The schema format of a infernet_client job request looks like the following:

class JobRequest(TypedDict):
    """Job request.

    Attributes:
        containers: The list of container names.
        data: The data to pass to the containers.
    """

    containers: list[str]
    data: dict[str, Any]
    requires_proof: NotRequired[bool]

The schema format of a infernet_client job result looks like the following:

class JobResult(TypedDict):
    """Job result.

    Attributes:
        id: The job ID.
        status: The job status.
        result: The job result.
        intermediate: Job result from intermediate containers.
    """

    id: str
    status: JobStatus
    result: Optional[ContainerOutput]
    intermediate: NotRequired[list[ContainerOutput]]
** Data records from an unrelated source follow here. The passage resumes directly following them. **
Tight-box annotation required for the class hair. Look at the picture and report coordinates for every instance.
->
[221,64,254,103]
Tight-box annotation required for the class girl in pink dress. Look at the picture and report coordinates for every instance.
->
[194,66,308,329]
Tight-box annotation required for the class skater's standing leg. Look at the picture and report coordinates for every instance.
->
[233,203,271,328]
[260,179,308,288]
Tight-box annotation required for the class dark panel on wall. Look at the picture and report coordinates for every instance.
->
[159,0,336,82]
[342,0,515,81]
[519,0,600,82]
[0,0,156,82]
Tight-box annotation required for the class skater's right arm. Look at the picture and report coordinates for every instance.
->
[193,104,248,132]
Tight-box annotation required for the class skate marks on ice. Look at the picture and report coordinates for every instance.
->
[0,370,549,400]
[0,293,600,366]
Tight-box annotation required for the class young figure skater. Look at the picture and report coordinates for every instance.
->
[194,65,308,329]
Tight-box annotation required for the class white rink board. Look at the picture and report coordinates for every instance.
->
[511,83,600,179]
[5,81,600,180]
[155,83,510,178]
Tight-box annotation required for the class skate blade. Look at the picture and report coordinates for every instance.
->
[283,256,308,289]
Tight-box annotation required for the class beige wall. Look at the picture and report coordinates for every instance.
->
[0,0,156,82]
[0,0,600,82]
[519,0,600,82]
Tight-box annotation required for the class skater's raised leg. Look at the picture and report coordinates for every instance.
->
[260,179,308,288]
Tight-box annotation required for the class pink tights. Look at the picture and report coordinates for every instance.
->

class ContainerOutput(TypedDict):
    """Container output.

    Attributes:
        container: The container name.
        output: The output of the container.
    """

    container: str
    output: Any

Web2 Request

Please note: the examples below assume that you have an infernet node running locally on port 4000.

from infernet_client.node import NodeClient

client = NodeClient("http://127.0.0.1:4000")
job_id = await client.request_job(
    "SERVICE_NAME",
    {
        # HFTaskId.TEXT_GENERATION
        "task_id": 1,
        "prompt": "What is 2+2?",
    },
)

# result should be "4"
result:str = (await client.get_job_result_sync(job_id))["result"]["output"]

# Note that the sync flag is optional and will wait for the job to complete.
# If you do not pass the sync flag, the job will be submitted and you will receive a job id, which you can use to get the result later.
infernet-client job -c SERVICE_NAME -i input.json --sync
where input.json looks like this:
{
    "task_id": 1,
    "prompt": "What is 2+2?",
}

curl -X POST http://127.0.0.1:4000/api/jobs \
    -H "Content-Type: application/json" \
    -d '{"containers": ["SERVICE_NAME"], "data": {"task_id": 1, "prompt": "What is 2+2?"}}'

Web3 Request (Onchain Subscription)

You will need to import the infernet-sdk in your requesting contract. In this example we showcase the Callback pattern, which is an example of a one-off subscription. Please refer to the infernet-sdk documentation for further details.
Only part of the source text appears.